MANILA, Philippines -- Energy executives at the forefront of the Joint Marine Seismic Undertaking (JMSU) among the national oil firms of the Philippines, China and Vietnam have denied accusations the agreement effectively gave up the country's claim to the disputed Spratly islands in the South China Sea.
In a joint statement, former Energy Secretary Vincent Perez and former Philippine National Oil Co. president Eduardo Mañalac said the JMSU had nothing to do with
politics, but was purely scientific in nature.
”The JMSU explicitly stated that the signing of the commercial agreement shall not undermine the position held by the Philippine government over the South China Sea. The agreement is designed to be scientific in nature and does not affect any territorial claims of the Philippine government,'' the statement said.
The Philippines and China forged a three-year agreement in 2004 to conduct a seismic study of an area spanning 142,886 square kilometers in the South China Sea, including the disputed Spratlys. When Vietnam, another Spratly claimant, objected, it became part of the tripartite JMSU, which is now being assailed as a "sellout" of the Philippines.

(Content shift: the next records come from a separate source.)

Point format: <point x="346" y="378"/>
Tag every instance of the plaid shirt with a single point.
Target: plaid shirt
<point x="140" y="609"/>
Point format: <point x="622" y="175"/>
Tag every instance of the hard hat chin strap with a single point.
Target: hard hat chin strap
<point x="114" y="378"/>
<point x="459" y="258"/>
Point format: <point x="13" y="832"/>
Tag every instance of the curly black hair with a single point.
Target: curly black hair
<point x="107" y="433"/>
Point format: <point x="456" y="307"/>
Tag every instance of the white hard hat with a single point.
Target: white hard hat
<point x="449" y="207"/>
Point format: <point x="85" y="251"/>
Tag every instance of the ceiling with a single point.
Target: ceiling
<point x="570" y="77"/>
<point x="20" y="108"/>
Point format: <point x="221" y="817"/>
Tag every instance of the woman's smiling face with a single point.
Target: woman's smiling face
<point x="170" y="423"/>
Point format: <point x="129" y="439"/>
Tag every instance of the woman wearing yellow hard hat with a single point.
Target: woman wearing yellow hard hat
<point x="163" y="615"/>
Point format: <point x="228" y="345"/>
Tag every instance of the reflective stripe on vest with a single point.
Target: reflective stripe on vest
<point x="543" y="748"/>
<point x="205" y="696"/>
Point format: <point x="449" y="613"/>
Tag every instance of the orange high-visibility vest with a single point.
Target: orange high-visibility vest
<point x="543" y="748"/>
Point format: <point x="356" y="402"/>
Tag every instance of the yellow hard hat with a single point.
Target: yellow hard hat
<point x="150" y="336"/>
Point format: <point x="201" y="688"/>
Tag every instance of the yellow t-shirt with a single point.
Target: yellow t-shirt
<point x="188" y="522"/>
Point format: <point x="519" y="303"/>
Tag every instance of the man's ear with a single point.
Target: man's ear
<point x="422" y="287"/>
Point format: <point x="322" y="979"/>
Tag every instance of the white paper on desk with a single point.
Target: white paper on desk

Some lawmakers said the agreement could have been in exchange for at least $8 billion in loans from China for, among others, the NorthRail and SouthRail projects and the National Broadband Network (NBN) deal.
But the energy executives said the agreement only entails seismic acquisition, processing and interpretation, and does not include any form of actual exploration.
Depending on the results of the seismic data processing and interpretation, PNOC Exploration Corp. (PNOC-EC), China National Offshore Oil Co. (CNOOC) and
Vietnam Oil and Gas Corp. (PetroVietnam) could decide to negotiate other agreements going beyond just data gathering.
”The JMSU is a commercial agreement between three national oil companies to jointly acquire seismic data. No exploration, drilling, and production activities were covered by the agreement. The JMSU is simply a data gathering effort among the three oil
companies,'' the joint statement said.
”The JMSU is not a treaty. If at the end of the three-year term of the JMSU no new definitive agreements are agreed on, then the JMSU expires by June 2008,'' it added.
The two former government energy officials said the JMSU was forged for no other reason than to enable energy independence and ensure energy security both in the country and in the region.
The JMSU, their joint statement said, was actually part of the government's five-point energy independence agenda launched in 2004, amid escalating oil prices and the country's high dependence on imported petroleum.
Under the five-point agenda, the government aimed to develop indigenous petroleum resources, promote renewable power, increase use of alternative fuels, form regional strategic alliances and strengthen energy conversation programs.
”The JMSU was part of our five-point energy independence agenda, to find and develop new indigenous petroleum reserves,'' the statement said.
”The JMSU was supported by the Philippine government to promote regional energy security. It hoped to contribute to the transformation of the South China Sea into an area of peace, cooperation and development. It was part of a strategic alliance to promote regional energy security, to lessen the region's dependence on Middle East oil,'' it added.
The agreement, the statement said, was likewise within the bounds of the Constitution and did not compromise the country's position regarding its claims on the disputed Spratlys.
Much care was taken to ensure that the government's claims would be protected, it added.
”PNOC was extremely careful and consistent in ensuring the constitutionality of the JMSU. PNOC closely coordinated with concerned agencies such as the (Department of Energy, Department of Foreign Affairs and Department of Justice) to ensure complete
staff work,'' it said.
The statement did not say why the agreement has not been publicly announced nor the full text released to the public.
The reported oil-rich Spratlys are being claimed in whole or in part by the Philippines, China, Vietnam, Brunei, Malaysia, and Taiwan.